A slowing Chinese economy combined with oversupply across many assets made the past year difficult for commodity investors in Asia. For continuing to provide profitable solutions, as well extending finance under tough conditions, Societe Generale is Asia commodities house of the year

Chris Lee, Societe Generale

As growth in China, one of the world's biggest consumers of commodities, slowed to its lowest rate since the 1990s, the country's demand for products such as iron ore and base metals also fell. At the same time, a global glut in oil supply resulted in prices plunging by more than 50% between January 2014 and January 2015. For many investors, the attractiveness of commodities as an asset class was waning.

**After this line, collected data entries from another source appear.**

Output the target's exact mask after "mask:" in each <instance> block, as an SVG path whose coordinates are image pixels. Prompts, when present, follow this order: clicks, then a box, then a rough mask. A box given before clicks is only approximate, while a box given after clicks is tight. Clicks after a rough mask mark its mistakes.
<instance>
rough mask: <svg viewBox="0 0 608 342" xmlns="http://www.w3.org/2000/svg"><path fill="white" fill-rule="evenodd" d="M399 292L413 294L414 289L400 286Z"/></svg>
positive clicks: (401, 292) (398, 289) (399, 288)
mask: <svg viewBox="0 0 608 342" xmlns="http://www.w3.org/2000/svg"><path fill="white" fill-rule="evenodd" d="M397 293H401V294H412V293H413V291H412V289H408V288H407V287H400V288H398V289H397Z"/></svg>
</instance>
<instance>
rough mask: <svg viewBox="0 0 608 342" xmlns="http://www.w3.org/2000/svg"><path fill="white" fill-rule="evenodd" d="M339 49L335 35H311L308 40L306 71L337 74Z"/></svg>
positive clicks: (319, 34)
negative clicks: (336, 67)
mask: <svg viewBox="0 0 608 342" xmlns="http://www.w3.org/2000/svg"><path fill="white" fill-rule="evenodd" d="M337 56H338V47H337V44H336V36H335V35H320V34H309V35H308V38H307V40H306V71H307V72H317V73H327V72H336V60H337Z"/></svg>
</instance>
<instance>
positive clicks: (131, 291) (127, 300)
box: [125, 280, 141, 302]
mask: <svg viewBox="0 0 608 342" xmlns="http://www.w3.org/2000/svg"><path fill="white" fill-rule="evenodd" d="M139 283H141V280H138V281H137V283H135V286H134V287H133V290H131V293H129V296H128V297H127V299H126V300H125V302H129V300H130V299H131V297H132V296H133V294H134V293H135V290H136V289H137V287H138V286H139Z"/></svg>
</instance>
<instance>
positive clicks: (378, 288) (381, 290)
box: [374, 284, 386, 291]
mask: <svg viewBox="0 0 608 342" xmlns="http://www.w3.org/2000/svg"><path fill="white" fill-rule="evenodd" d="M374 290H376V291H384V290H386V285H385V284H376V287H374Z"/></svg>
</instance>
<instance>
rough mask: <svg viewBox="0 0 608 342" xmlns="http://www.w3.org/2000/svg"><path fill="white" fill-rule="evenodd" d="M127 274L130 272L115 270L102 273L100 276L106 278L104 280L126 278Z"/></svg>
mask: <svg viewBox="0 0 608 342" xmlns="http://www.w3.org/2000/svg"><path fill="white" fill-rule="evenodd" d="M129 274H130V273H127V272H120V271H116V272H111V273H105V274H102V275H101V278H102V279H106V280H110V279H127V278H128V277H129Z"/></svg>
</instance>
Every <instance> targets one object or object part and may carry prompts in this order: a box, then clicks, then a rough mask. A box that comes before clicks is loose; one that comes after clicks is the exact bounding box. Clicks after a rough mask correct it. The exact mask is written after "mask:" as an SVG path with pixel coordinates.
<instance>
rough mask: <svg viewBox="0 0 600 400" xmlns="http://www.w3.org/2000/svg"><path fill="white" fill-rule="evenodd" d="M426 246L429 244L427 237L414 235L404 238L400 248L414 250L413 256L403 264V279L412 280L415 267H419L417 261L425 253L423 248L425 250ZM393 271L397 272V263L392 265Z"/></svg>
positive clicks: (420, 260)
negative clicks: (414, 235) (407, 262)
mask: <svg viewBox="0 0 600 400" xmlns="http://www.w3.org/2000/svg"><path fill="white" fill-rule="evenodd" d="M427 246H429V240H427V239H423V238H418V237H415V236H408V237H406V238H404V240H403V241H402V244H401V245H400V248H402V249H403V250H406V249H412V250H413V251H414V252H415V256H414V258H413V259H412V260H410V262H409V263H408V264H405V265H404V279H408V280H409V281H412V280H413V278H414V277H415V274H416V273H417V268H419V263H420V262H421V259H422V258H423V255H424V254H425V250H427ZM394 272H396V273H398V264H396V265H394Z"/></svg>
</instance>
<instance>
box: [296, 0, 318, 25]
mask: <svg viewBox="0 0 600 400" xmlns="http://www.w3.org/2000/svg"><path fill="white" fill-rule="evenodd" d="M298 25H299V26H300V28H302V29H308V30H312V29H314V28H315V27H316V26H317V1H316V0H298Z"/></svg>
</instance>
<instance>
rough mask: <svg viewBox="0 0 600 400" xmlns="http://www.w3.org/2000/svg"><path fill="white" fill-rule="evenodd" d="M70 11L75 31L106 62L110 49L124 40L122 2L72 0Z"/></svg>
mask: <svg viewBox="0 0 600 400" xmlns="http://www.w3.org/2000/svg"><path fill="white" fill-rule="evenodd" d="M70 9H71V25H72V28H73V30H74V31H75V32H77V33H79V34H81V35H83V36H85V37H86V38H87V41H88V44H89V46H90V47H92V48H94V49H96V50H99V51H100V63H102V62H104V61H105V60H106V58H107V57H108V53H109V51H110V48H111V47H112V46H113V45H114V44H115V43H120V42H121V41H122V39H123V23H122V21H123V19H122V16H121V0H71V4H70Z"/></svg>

Societe Generale, however, was able to provide attractive structured products to investors searching for commodity sector bargains. On the corporate side, the bank extended structured financing to a Chinese copper smelter at a time when its competitors were tightening credit to China's struggling industrial sector.

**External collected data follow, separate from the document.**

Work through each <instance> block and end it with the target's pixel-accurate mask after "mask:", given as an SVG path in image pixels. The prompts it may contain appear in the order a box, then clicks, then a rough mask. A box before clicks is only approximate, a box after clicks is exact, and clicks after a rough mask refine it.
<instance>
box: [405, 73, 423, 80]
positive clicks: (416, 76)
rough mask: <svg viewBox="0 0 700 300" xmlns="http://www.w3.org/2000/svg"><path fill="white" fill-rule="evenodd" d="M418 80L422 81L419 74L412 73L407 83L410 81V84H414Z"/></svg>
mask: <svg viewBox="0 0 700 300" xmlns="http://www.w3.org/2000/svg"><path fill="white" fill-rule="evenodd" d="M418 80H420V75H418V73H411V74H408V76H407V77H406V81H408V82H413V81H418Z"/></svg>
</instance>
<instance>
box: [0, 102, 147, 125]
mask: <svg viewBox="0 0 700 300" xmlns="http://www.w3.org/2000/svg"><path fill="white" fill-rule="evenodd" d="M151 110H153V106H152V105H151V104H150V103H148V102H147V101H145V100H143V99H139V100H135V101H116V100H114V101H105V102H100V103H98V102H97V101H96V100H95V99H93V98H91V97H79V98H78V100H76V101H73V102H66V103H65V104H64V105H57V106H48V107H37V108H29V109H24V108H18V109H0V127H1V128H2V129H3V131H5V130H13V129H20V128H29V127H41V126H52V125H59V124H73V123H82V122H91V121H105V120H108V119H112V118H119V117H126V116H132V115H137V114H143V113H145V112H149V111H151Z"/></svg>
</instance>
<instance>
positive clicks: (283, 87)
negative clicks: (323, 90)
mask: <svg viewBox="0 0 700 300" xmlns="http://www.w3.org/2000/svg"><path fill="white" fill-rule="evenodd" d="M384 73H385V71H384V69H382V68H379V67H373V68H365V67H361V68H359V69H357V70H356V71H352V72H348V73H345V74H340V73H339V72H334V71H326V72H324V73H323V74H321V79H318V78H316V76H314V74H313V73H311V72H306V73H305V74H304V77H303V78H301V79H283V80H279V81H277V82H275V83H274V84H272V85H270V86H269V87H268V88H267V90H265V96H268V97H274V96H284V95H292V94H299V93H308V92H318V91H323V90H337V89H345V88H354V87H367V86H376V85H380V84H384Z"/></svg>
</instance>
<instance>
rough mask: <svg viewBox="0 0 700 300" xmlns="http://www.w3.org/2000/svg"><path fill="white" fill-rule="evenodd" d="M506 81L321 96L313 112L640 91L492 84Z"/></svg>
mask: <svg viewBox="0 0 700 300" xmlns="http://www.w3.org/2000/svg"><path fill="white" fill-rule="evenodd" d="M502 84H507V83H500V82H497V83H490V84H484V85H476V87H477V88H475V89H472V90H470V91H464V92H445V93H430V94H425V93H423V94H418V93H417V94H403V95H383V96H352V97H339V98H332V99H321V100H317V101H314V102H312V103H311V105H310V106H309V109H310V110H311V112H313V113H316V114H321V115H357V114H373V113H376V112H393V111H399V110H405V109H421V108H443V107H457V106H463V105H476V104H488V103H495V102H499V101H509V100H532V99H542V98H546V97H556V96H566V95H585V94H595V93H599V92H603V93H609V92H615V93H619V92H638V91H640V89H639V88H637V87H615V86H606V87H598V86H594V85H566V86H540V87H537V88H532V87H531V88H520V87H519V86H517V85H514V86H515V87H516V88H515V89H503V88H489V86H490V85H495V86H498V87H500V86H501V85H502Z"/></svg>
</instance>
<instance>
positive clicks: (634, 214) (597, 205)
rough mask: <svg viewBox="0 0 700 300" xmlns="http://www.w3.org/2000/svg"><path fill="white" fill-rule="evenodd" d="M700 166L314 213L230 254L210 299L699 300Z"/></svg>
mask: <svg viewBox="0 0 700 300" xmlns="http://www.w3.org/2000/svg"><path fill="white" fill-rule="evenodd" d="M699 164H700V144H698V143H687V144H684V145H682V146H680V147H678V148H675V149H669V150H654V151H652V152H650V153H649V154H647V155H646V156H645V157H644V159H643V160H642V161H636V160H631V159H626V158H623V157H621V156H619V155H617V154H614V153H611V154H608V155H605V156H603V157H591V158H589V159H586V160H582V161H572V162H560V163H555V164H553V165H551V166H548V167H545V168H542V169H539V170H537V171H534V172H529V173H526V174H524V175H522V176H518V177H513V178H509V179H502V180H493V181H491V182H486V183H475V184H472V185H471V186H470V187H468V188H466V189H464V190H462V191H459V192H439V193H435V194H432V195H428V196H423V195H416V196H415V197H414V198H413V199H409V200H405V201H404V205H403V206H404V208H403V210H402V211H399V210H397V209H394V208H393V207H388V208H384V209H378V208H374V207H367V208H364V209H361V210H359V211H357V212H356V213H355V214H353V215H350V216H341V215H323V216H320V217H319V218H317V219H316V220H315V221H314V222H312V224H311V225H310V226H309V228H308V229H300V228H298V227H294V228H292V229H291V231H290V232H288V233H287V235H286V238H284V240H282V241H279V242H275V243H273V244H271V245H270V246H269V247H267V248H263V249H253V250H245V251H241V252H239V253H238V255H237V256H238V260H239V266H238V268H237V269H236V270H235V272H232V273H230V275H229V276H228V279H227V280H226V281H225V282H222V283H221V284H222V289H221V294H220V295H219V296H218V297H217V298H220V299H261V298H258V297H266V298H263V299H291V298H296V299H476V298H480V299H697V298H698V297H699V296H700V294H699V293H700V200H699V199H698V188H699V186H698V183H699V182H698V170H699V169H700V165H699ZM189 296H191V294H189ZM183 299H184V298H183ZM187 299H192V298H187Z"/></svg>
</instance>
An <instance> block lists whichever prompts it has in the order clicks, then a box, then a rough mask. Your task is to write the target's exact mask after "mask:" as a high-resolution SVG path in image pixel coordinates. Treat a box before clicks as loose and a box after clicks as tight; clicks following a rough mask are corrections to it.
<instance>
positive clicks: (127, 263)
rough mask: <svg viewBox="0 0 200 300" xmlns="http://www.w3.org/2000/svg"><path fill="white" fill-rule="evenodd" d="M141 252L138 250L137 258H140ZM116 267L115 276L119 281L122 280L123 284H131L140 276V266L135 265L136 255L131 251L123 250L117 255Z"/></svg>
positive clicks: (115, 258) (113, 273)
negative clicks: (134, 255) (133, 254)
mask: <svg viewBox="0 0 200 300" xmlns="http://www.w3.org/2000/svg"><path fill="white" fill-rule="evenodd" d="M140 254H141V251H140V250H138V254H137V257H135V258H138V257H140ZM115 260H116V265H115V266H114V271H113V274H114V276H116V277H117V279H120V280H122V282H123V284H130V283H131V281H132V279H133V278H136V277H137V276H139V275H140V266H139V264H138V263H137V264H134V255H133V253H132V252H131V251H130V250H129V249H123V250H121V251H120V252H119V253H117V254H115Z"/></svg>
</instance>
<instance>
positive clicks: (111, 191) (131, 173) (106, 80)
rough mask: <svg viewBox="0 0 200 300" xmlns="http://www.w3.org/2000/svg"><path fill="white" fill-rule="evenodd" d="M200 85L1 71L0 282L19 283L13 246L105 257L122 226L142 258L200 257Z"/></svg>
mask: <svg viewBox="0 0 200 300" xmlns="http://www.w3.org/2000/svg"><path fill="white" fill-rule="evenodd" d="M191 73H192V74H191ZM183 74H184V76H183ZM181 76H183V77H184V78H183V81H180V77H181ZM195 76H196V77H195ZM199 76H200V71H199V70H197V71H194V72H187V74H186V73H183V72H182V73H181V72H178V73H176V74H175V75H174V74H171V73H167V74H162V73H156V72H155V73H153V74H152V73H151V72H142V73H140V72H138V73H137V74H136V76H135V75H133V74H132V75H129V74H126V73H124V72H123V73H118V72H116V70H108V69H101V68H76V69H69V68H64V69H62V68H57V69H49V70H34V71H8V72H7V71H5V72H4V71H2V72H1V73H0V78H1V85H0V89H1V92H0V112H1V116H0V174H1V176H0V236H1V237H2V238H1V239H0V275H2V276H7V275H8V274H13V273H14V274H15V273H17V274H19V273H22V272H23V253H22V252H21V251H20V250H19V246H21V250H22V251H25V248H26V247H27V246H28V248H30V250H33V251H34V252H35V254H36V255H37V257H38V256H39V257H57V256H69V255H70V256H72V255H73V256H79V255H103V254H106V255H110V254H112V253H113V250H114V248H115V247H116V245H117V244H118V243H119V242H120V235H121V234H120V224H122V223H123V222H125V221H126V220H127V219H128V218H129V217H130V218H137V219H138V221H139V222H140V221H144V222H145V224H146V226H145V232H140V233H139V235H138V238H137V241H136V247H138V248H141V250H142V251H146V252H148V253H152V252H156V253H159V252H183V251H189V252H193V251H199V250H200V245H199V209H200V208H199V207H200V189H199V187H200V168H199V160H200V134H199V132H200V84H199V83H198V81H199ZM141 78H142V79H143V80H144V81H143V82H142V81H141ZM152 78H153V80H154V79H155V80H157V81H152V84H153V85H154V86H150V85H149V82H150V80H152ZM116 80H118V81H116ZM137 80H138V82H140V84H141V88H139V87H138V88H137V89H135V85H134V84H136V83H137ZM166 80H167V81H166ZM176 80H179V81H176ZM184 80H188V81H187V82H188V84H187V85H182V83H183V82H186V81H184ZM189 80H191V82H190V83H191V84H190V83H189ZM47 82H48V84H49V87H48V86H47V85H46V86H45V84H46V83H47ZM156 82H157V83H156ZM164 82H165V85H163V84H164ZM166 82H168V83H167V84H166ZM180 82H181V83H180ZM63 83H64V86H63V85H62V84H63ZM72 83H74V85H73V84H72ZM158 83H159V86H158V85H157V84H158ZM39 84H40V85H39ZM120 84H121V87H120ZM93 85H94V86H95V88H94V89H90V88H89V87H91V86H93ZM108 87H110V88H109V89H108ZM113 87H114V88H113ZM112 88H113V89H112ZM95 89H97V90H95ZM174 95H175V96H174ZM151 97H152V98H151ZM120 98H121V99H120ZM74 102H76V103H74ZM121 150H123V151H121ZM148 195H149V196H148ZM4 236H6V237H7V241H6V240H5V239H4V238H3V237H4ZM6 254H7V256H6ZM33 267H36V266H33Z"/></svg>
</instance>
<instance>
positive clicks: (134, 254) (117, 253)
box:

"They are able to structure almost any product we have in mind. Even though commodity products are a bit more vanilla than equities, the pricing competitiveness and service in general on commodities is very good. If you want to implement a strategy in base metals, agriculture or commodity indexes, they can do something for you," says Sebastien Dupuy, executive director for product solutions, wealth management, at DBS Bank in Hong Kong.

While other banks subsequently cut back their commodities businesses in the region, Societe Generale increased its firepower in the sector last May by completing the purchase of futures commission merchant and London Metal Exchange (LME) ring-dealing member Newedge Group, which the bank previously co-owned with Crédit Agricole.

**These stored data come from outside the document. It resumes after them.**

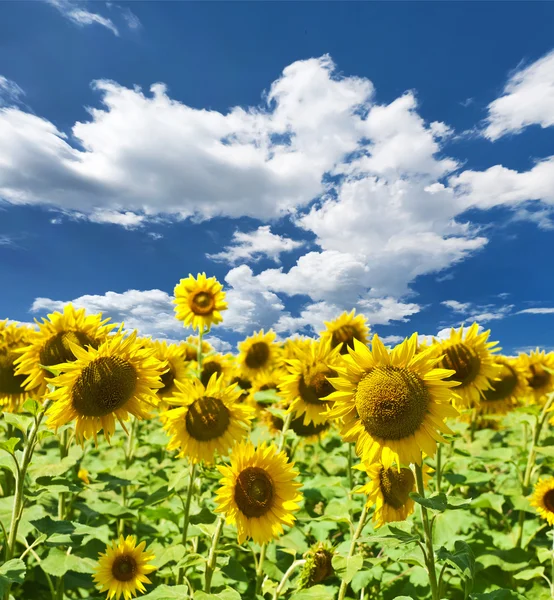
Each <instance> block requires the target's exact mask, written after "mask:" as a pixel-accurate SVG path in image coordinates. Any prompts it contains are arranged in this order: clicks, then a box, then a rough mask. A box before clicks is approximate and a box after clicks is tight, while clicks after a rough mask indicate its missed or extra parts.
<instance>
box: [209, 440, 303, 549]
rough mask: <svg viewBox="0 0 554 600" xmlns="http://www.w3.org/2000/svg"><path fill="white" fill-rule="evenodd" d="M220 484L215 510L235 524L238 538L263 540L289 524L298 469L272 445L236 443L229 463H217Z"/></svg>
mask: <svg viewBox="0 0 554 600" xmlns="http://www.w3.org/2000/svg"><path fill="white" fill-rule="evenodd" d="M217 468H218V469H219V471H220V473H221V474H222V475H223V478H222V479H221V487H220V488H219V489H218V490H217V498H216V502H217V505H218V506H217V508H216V509H215V512H218V513H224V514H225V516H226V521H227V523H228V524H229V525H236V527H237V532H238V542H239V544H242V543H243V542H244V541H245V540H246V539H248V538H252V539H253V540H254V542H256V543H258V544H265V543H267V542H269V541H271V540H272V539H275V538H277V537H279V536H280V535H281V534H282V533H283V525H288V526H291V525H292V524H293V523H294V521H295V517H294V515H293V513H294V512H296V511H297V510H298V509H299V502H300V501H301V500H302V494H301V493H300V492H299V491H298V488H299V487H300V485H301V484H300V483H297V482H296V481H295V479H296V477H297V476H298V473H297V472H296V471H294V470H293V465H292V464H291V463H289V462H288V459H287V455H286V454H285V453H284V452H278V451H277V448H276V447H275V446H272V445H271V446H268V445H266V444H262V445H260V446H259V447H258V448H257V449H255V448H254V446H253V445H252V444H251V443H250V442H242V443H240V444H237V445H236V446H235V448H234V449H233V452H232V454H231V464H230V466H218V467H217Z"/></svg>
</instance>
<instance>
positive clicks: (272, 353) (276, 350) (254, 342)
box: [238, 329, 283, 379]
mask: <svg viewBox="0 0 554 600" xmlns="http://www.w3.org/2000/svg"><path fill="white" fill-rule="evenodd" d="M238 349H239V352H240V354H239V357H238V362H239V365H240V368H241V370H242V372H243V374H244V375H246V377H248V378H250V379H251V378H253V377H256V376H257V375H261V374H262V373H267V372H268V371H271V370H272V369H274V368H275V367H277V366H279V361H280V360H281V358H282V355H283V350H282V348H280V346H279V345H278V344H276V343H275V332H274V331H271V330H270V331H268V332H267V333H264V330H263V329H262V330H261V331H258V332H257V333H254V335H251V336H250V337H248V338H246V339H245V340H243V341H242V342H240V343H239V344H238Z"/></svg>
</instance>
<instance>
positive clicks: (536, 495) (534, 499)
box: [530, 477, 554, 525]
mask: <svg viewBox="0 0 554 600" xmlns="http://www.w3.org/2000/svg"><path fill="white" fill-rule="evenodd" d="M530 502H531V506H534V507H535V508H536V509H537V512H538V513H539V516H540V517H542V518H543V519H546V521H547V522H548V524H549V525H554V477H549V478H548V479H544V478H541V479H539V480H538V481H537V483H536V485H535V489H534V490H533V495H532V496H531V501H530Z"/></svg>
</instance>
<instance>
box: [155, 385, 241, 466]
mask: <svg viewBox="0 0 554 600" xmlns="http://www.w3.org/2000/svg"><path fill="white" fill-rule="evenodd" d="M176 385H177V388H178V390H179V391H178V392H176V393H175V394H174V396H173V398H172V400H171V402H172V403H173V404H177V403H178V404H179V408H173V409H171V410H168V411H167V412H166V413H164V415H163V420H164V421H165V424H164V429H166V430H167V432H168V433H169V435H170V436H171V440H170V442H169V444H168V448H169V450H175V449H179V451H180V452H179V456H180V457H184V456H186V457H188V458H189V460H190V461H191V462H193V463H198V462H200V461H202V460H203V461H205V462H206V463H208V464H212V463H213V462H214V461H215V458H216V457H215V453H216V451H217V452H218V454H219V455H220V456H226V455H227V453H228V452H229V450H230V448H231V446H232V445H233V444H234V443H235V442H236V441H237V440H240V439H241V438H242V437H244V436H245V434H246V433H247V432H248V430H249V429H250V421H251V419H252V418H253V414H252V413H253V411H252V409H251V408H250V407H249V406H245V405H244V404H239V403H238V402H237V400H238V398H239V396H240V393H241V392H240V389H239V388H238V386H236V385H230V386H228V385H227V384H226V383H225V382H224V380H223V377H222V376H221V377H219V378H218V377H217V375H216V374H214V375H212V377H211V379H210V381H209V382H208V385H207V386H206V387H204V385H203V384H202V382H201V381H200V380H198V379H191V380H188V381H184V382H180V381H176Z"/></svg>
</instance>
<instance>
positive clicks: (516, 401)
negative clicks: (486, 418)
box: [479, 356, 531, 415]
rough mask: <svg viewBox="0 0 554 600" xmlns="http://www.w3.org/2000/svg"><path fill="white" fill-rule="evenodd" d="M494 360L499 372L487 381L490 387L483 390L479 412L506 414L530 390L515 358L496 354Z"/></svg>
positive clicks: (519, 402)
mask: <svg viewBox="0 0 554 600" xmlns="http://www.w3.org/2000/svg"><path fill="white" fill-rule="evenodd" d="M494 362H495V363H496V364H497V365H499V366H500V372H499V373H498V374H497V376H496V377H495V378H494V379H491V380H490V381H489V384H490V388H489V389H488V390H485V391H484V392H483V396H482V397H481V405H480V407H479V412H480V414H501V415H503V414H506V413H507V412H509V411H510V410H511V409H512V408H514V407H515V406H517V405H518V404H519V403H520V402H521V399H522V398H524V397H526V396H528V395H529V393H530V391H531V390H530V387H529V386H528V384H527V379H526V377H525V371H524V370H523V368H522V367H521V366H520V365H519V364H518V362H517V361H516V360H514V359H513V358H508V357H507V356H496V357H495V359H494Z"/></svg>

"On the flow side, in terms of corporates and other counterparties, both in over-the-counter and listed futures, we benefited tremendously from the integration of Newedge," says Chris Lee, Singapore-based managing director, commodities, at Societe Generale. "We brought over-the-counter solutions to clients who previously only used structures in listed futures, and introduced a wide array of agency execution and clearing services to those who were sophisticated OTC structure users."

We brought over-the-counter solutions to clients who previously only used structures in listed futures

Although the price of oil fell from around $110 a barrel (/bbl) to less than $50/bbl, and the global benchmark S&P Goldman Sachs Commodity Index fell by 40% over the past year, the bank's Seasonal Factor Commodity Index, launched in April 2014, recorded a positive return of 1.5%. The index, which has received investments totalling more than $50 million via OTC swaps and options, draws on market fundamentals rather than technical analysis. It takes exposures to commodities with strong seasonal price movements, such as increased demand for gold during the wedding season in India - typically between late September and January. "While some sovereign wealth funds and institutional investors were reducing their commodity sector exposures, we actually had one sovereign fund increase its investment through this product," says Lee. "We also had sizeable increases from Singapore and Malaysian retail-based asset managers who increased their commodity investments through this strategy."

A big factor behind the bank's ability to structure the index and other products is its research team, a capability appreciated by its clients. "They have a strong research team working in Asia for commodities and a good reputation in terms of structuring capacities in alternative solutions, whatever the asset class. They have improved their structuring capacities in commodities a lot in recent years," says Dupuy.

The bank's oil-linked structured products were another sales success, hoovered up most particularly in March by investors looking for bargains.

"One can imagine that with the oil price down roughly 50% from its peak last year, a lot of investors were looking to take advantage of ‘cheap' oil investment. In March, our oil-linked structured products transactions more than trebled the average run-rate compared to products sold during the same period in previous years," says Lee.

Apart from providing investment opportunities, Societe Generale also succeeded in structuring an offshore financing solution for a Chinese smelter, completed in July last year. The bank structured an offtake agreement for the smelter's copper cathode exports via its Hong Kong subsidiary, granting an initial pre-payment of $40 million with a tenor of 18 months, while also providing LME hedging and the ability to convert the US dollar payment into offshore renminbi.

This came several months after Chinese banks were tightening credit to industrial companies and a month after a commodities financing fraud scandal emerged at Qingdao Port that resulted in western banks also restricting lending to the sector.

"It's true that many banks began to re-examine the entire Chinese metals industry risk management practice and turned overly conservative. Societe Generale's disciplined risk management and selective approach when it comes to counterparties due-diligence, risk assessment and monitoring enable us to do this," says Lee. "Such transactions have clearly enhanced the market's perception of Societe Generale as both a reputable financing and hedging solution bank of choice."